Speaking in an interview, Professor Alex Duodu, Chief Executive Officer of Ghana Standards Authority, indicated that an approval has been given by the central tender review board to purchase the meters. He however added that parliament has approved GHS50m out GHS250 for the purchase of the equipment. He said “As at this week the central tender review board has given us approval. Now we have the contractor who is going to get going and parliament approved 50m out of 250m for us.”
The group, which won the bid, according to Prof Duodu, is OGC –Dutch technical group. The group is expected to purchase and install the meters on the country’s FPSOs to monitor crude lifting by partners on the oilrigs. The flowing meters are also expected to accurately measure both the quantity and quality of crude. This will aid the Ghana Revenue Authority (GRA) in its revenue collection and prevent tax evasion by oil producing companies in the country.

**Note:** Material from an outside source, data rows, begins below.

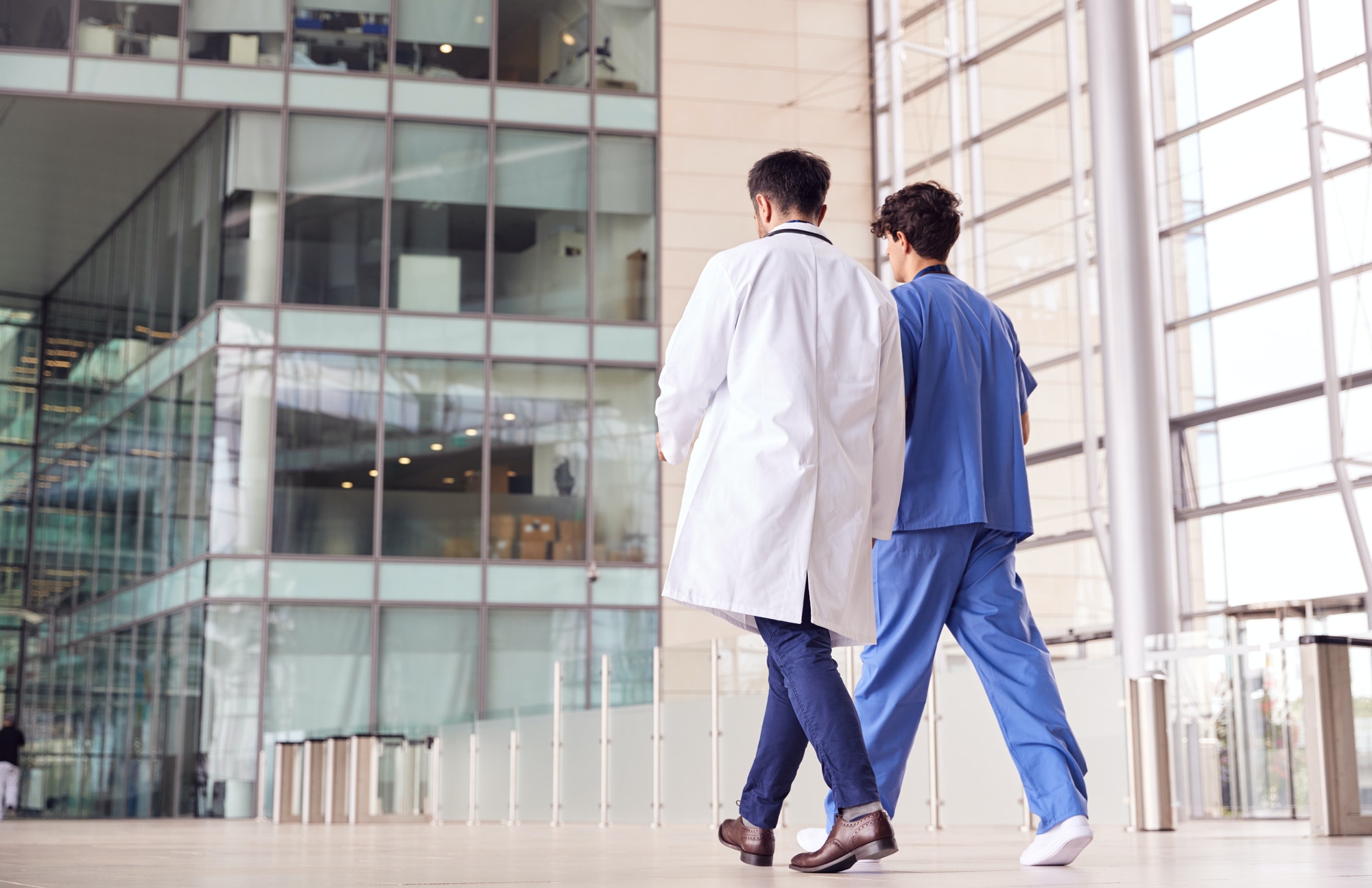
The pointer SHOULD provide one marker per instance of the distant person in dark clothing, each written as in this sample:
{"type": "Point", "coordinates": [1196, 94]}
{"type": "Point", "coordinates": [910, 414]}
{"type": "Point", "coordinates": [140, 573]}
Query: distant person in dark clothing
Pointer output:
{"type": "Point", "coordinates": [10, 742]}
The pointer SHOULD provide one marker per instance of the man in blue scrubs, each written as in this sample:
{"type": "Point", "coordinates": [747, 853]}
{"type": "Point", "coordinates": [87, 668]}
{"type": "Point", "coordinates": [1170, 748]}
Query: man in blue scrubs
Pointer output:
{"type": "Point", "coordinates": [964, 509]}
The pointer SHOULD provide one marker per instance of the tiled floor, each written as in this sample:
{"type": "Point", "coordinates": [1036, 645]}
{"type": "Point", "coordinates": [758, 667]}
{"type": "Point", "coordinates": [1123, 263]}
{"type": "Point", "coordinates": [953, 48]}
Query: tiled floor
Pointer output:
{"type": "Point", "coordinates": [185, 854]}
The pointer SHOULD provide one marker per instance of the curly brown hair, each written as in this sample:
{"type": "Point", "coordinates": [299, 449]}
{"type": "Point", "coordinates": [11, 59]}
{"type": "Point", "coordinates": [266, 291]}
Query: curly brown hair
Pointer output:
{"type": "Point", "coordinates": [927, 214]}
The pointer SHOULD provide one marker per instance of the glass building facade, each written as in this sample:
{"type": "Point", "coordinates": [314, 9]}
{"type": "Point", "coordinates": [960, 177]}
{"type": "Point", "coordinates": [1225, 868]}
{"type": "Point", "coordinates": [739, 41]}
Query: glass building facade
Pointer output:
{"type": "Point", "coordinates": [346, 425]}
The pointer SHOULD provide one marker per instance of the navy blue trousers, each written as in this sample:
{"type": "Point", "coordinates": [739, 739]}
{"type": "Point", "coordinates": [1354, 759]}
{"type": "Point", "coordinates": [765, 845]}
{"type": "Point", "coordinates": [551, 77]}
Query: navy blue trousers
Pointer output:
{"type": "Point", "coordinates": [806, 702]}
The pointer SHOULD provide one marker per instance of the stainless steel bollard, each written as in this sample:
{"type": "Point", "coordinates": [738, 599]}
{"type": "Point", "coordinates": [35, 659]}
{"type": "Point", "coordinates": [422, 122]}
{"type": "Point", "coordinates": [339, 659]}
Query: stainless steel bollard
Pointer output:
{"type": "Point", "coordinates": [1150, 761]}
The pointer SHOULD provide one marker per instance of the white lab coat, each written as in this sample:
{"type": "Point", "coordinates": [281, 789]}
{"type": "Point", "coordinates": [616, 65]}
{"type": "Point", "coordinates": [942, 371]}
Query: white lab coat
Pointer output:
{"type": "Point", "coordinates": [788, 363]}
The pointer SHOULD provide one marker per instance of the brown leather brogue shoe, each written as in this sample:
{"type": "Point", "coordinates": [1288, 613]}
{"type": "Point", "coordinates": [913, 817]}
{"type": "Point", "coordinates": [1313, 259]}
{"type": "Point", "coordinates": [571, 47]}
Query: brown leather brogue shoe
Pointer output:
{"type": "Point", "coordinates": [869, 838]}
{"type": "Point", "coordinates": [755, 845]}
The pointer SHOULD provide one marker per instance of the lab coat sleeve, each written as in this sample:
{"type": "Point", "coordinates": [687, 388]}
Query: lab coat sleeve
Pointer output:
{"type": "Point", "coordinates": [888, 464]}
{"type": "Point", "coordinates": [698, 358]}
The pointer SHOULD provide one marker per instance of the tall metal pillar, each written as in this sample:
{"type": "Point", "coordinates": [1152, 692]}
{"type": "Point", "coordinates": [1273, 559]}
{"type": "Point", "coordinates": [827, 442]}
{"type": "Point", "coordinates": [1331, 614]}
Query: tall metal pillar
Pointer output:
{"type": "Point", "coordinates": [1142, 540]}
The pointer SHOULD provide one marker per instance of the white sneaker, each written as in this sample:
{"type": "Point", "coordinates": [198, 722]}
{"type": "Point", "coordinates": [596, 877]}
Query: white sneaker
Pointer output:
{"type": "Point", "coordinates": [812, 839]}
{"type": "Point", "coordinates": [1061, 845]}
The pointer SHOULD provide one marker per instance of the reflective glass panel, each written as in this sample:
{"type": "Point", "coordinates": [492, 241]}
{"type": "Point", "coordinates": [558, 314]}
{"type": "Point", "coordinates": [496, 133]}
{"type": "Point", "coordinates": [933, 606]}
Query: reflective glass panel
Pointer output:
{"type": "Point", "coordinates": [444, 38]}
{"type": "Point", "coordinates": [626, 466]}
{"type": "Point", "coordinates": [319, 672]}
{"type": "Point", "coordinates": [433, 462]}
{"type": "Point", "coordinates": [430, 671]}
{"type": "Point", "coordinates": [326, 451]}
{"type": "Point", "coordinates": [438, 218]}
{"type": "Point", "coordinates": [335, 177]}
{"type": "Point", "coordinates": [626, 44]}
{"type": "Point", "coordinates": [626, 228]}
{"type": "Point", "coordinates": [539, 462]}
{"type": "Point", "coordinates": [142, 29]}
{"type": "Point", "coordinates": [521, 650]}
{"type": "Point", "coordinates": [544, 41]}
{"type": "Point", "coordinates": [239, 32]}
{"type": "Point", "coordinates": [342, 34]}
{"type": "Point", "coordinates": [541, 192]}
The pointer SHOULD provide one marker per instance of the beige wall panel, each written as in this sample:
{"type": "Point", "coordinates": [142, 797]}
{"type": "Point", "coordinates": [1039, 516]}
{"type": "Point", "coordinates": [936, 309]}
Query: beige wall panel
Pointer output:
{"type": "Point", "coordinates": [743, 78]}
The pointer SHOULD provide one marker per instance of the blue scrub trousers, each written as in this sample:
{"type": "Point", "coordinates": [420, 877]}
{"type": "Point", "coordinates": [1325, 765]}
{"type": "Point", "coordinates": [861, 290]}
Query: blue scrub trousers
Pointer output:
{"type": "Point", "coordinates": [965, 577]}
{"type": "Point", "coordinates": [807, 701]}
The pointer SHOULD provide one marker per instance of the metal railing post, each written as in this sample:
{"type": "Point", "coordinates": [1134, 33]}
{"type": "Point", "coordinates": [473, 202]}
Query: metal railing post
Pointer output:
{"type": "Point", "coordinates": [714, 734]}
{"type": "Point", "coordinates": [658, 736]}
{"type": "Point", "coordinates": [558, 745]}
{"type": "Point", "coordinates": [932, 713]}
{"type": "Point", "coordinates": [604, 741]}
{"type": "Point", "coordinates": [471, 778]}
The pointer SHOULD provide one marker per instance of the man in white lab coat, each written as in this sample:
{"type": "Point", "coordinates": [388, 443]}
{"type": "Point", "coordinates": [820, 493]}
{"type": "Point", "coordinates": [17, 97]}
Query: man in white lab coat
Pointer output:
{"type": "Point", "coordinates": [787, 363]}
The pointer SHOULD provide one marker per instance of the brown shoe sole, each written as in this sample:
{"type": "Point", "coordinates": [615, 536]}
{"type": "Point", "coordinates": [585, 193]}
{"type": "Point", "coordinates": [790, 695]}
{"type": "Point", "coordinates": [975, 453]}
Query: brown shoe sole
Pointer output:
{"type": "Point", "coordinates": [871, 852]}
{"type": "Point", "coordinates": [754, 860]}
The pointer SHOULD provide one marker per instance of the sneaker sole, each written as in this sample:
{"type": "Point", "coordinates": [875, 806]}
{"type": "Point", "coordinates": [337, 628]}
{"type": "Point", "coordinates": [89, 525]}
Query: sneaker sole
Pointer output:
{"type": "Point", "coordinates": [871, 852]}
{"type": "Point", "coordinates": [1067, 853]}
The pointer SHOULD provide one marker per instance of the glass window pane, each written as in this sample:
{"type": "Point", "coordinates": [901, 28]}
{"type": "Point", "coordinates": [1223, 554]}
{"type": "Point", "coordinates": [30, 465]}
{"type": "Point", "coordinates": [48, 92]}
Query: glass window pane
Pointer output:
{"type": "Point", "coordinates": [342, 34]}
{"type": "Point", "coordinates": [38, 25]}
{"type": "Point", "coordinates": [626, 44]}
{"type": "Point", "coordinates": [626, 222]}
{"type": "Point", "coordinates": [444, 38]}
{"type": "Point", "coordinates": [319, 672]}
{"type": "Point", "coordinates": [239, 32]}
{"type": "Point", "coordinates": [521, 650]}
{"type": "Point", "coordinates": [544, 41]}
{"type": "Point", "coordinates": [438, 218]}
{"type": "Point", "coordinates": [629, 639]}
{"type": "Point", "coordinates": [242, 440]}
{"type": "Point", "coordinates": [143, 29]}
{"type": "Point", "coordinates": [539, 462]}
{"type": "Point", "coordinates": [430, 669]}
{"type": "Point", "coordinates": [335, 177]}
{"type": "Point", "coordinates": [541, 192]}
{"type": "Point", "coordinates": [626, 466]}
{"type": "Point", "coordinates": [433, 462]}
{"type": "Point", "coordinates": [326, 453]}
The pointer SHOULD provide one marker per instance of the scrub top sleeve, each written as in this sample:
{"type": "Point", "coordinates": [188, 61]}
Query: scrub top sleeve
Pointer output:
{"type": "Point", "coordinates": [696, 361]}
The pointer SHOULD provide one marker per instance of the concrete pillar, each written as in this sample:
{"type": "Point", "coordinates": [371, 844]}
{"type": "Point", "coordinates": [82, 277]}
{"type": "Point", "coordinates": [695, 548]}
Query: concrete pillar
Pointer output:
{"type": "Point", "coordinates": [1142, 542]}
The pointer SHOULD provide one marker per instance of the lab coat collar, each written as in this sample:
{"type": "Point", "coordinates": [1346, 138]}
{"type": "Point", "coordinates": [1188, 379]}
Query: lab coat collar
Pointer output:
{"type": "Point", "coordinates": [801, 228]}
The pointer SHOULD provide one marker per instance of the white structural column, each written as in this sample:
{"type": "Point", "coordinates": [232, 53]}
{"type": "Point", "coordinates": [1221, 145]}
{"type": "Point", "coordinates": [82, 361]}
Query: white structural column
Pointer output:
{"type": "Point", "coordinates": [1142, 540]}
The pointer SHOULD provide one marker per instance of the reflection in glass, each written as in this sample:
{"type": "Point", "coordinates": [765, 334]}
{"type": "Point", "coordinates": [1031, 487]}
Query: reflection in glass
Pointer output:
{"type": "Point", "coordinates": [335, 174]}
{"type": "Point", "coordinates": [521, 650]}
{"type": "Point", "coordinates": [239, 32]}
{"type": "Point", "coordinates": [342, 34]}
{"type": "Point", "coordinates": [326, 451]}
{"type": "Point", "coordinates": [629, 638]}
{"type": "Point", "coordinates": [544, 41]}
{"type": "Point", "coordinates": [539, 462]}
{"type": "Point", "coordinates": [429, 673]}
{"type": "Point", "coordinates": [319, 672]}
{"type": "Point", "coordinates": [242, 437]}
{"type": "Point", "coordinates": [626, 466]}
{"type": "Point", "coordinates": [438, 218]}
{"type": "Point", "coordinates": [40, 23]}
{"type": "Point", "coordinates": [541, 195]}
{"type": "Point", "coordinates": [444, 38]}
{"type": "Point", "coordinates": [626, 206]}
{"type": "Point", "coordinates": [145, 29]}
{"type": "Point", "coordinates": [433, 464]}
{"type": "Point", "coordinates": [626, 44]}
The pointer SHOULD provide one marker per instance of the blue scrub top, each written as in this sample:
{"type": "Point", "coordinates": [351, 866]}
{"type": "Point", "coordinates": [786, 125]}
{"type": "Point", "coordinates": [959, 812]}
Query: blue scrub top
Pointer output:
{"type": "Point", "coordinates": [967, 388]}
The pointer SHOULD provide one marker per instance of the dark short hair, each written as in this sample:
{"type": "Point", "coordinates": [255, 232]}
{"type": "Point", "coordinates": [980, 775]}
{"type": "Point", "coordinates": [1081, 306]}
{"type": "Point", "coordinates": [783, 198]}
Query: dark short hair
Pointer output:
{"type": "Point", "coordinates": [792, 180]}
{"type": "Point", "coordinates": [927, 214]}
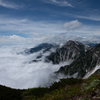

He said “any fuel coming out of the FPSO we will know what is coming out. We will know both the quantity and the quality. So that will then feed into GRA, then GRA will now know exactly how much we are getting. Because now the situation is basically the oil companies tell what they have taken and they pay tax on that. Shall we say, that it is not satisfactory as a country and now that we are expanding and we are trying to become a petroleum economy?
The last flowing meter, which was installed on the FPSO Kwame Nkrumah was in August 2011.